The disclosed embodiments have other advantages and features which will be more readily apparent from the detailed description, the appended claims, and the accompanying figures (or drawings). A brief introduction of the figures is below.
The Figures (FIGS.) and the following description relate to preferred embodiments by way of illustration only. It should be noted that from the following discussion, alternative embodiments of the structures and methods disclosed herein will be readily recognized as viable alternatives that may be employed without departing from the principles of what is claimed.
Reference will now be made in detail to several embodiments, examples of which are illustrated in the accompanying figures. It is noted that wherever practicable similar or like reference numbers may be used in the figures and may indicate similar or like functionality. The figures depict embodiments of the disclosed system (or method) for purposes of illustration only. One skilled in the art will readily recognize from the following description that alternative embodiments of the structures and methods illustrated herein may be employed without departing from the principles described herein.

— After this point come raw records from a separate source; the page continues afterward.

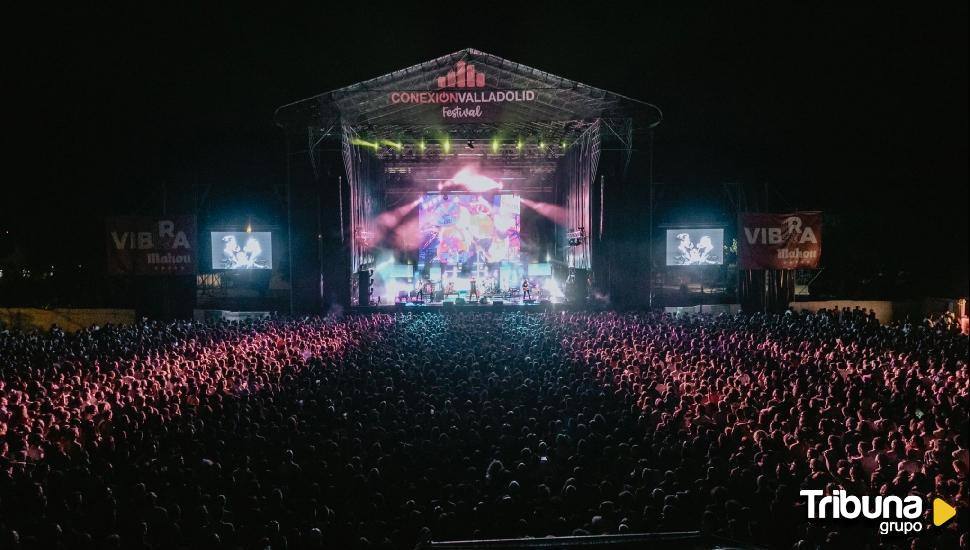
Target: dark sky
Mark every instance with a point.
(859, 109)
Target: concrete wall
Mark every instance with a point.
(67, 319)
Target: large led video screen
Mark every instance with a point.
(695, 246)
(466, 229)
(242, 250)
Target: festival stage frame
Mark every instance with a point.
(468, 167)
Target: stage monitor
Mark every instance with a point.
(467, 229)
(695, 246)
(242, 250)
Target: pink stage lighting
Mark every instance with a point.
(469, 179)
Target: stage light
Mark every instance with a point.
(362, 143)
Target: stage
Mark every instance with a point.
(465, 173)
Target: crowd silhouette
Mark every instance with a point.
(383, 430)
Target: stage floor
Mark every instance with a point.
(450, 306)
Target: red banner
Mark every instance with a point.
(779, 241)
(152, 246)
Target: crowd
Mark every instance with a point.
(382, 430)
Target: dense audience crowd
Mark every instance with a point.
(383, 430)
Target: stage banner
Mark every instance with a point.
(779, 241)
(152, 245)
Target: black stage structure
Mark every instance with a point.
(540, 171)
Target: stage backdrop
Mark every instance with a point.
(779, 241)
(152, 246)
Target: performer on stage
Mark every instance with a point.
(473, 289)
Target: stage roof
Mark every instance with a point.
(397, 104)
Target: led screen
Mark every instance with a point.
(468, 229)
(695, 246)
(540, 270)
(241, 250)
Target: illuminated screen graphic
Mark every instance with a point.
(695, 246)
(241, 250)
(469, 229)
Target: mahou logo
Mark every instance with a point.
(464, 76)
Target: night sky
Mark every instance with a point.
(860, 112)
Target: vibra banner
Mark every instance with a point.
(779, 241)
(152, 246)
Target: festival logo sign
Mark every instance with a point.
(779, 241)
(152, 246)
(461, 94)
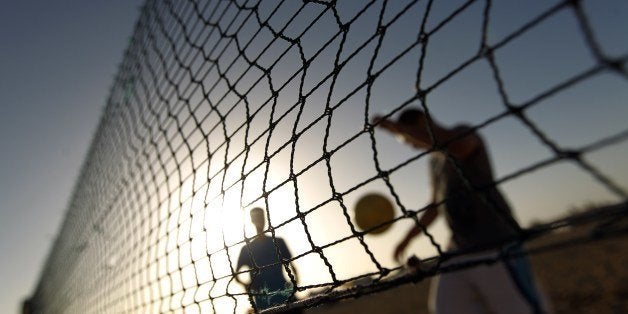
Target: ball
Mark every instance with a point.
(372, 210)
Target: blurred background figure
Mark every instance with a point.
(478, 215)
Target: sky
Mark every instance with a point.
(61, 61)
(58, 60)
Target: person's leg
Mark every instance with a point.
(499, 290)
(452, 293)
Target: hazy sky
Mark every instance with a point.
(57, 62)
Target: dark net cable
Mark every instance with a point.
(222, 106)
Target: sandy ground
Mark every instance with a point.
(589, 277)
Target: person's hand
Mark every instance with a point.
(399, 250)
(383, 123)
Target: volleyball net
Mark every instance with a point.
(222, 106)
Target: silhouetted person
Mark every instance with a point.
(264, 256)
(478, 216)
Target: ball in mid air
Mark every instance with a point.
(372, 210)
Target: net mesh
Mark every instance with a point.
(222, 106)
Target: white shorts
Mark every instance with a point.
(502, 287)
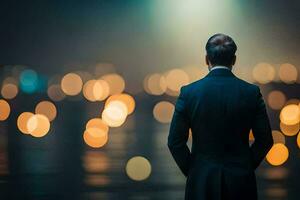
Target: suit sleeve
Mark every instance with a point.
(261, 130)
(179, 133)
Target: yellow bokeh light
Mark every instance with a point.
(46, 108)
(96, 90)
(163, 111)
(55, 92)
(9, 91)
(298, 140)
(97, 123)
(138, 168)
(115, 113)
(278, 137)
(278, 154)
(95, 137)
(71, 84)
(263, 73)
(155, 84)
(4, 110)
(276, 99)
(127, 99)
(176, 78)
(38, 125)
(288, 73)
(116, 83)
(22, 121)
(290, 114)
(289, 130)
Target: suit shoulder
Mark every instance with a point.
(249, 85)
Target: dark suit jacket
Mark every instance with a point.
(220, 109)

One embodiment of a disclosed system, method and computer readable storage medium includes a combining output of supervised and unsupervised machine learning models to portray an accurate prediction of an outcome for a claim. In some embodiments, a multi-branch model that is trained to process both structured and unstructured data is used to output a prediction from a supervised machine learning model, and claim clustering data is output from an unsupervised machine learning model. Those outputs are combined (e.g., using additional factors such as an escalation potential) for the claim, and may be depicted by emphasizing a cell of a matrix shown on a graphical user interface to indicate a predicted outcome.
In an embodiment, a claim prediction tool receives, from a client device, an indication of a claim. The claim prediction tool inputs data of the claim into a supervised machine learning model and receives as output from the supervised machine learning model a complexity of the claim. The claim prediction tool inputs the data of the claim into an unsupervised machine learning model and receives as output from the unsupervised machine learning model an identification of a cluster of candidate claims to which the claim belongs. The claim prediction tool combines the complexity and the identification of the cluster into a combined result, and identifies a cell in a matrix corresponding to the combined result. The claim prediction tool provides, for display at the client device, an identification of the cell, the cell to be emphasized to the user within a display of the matrix.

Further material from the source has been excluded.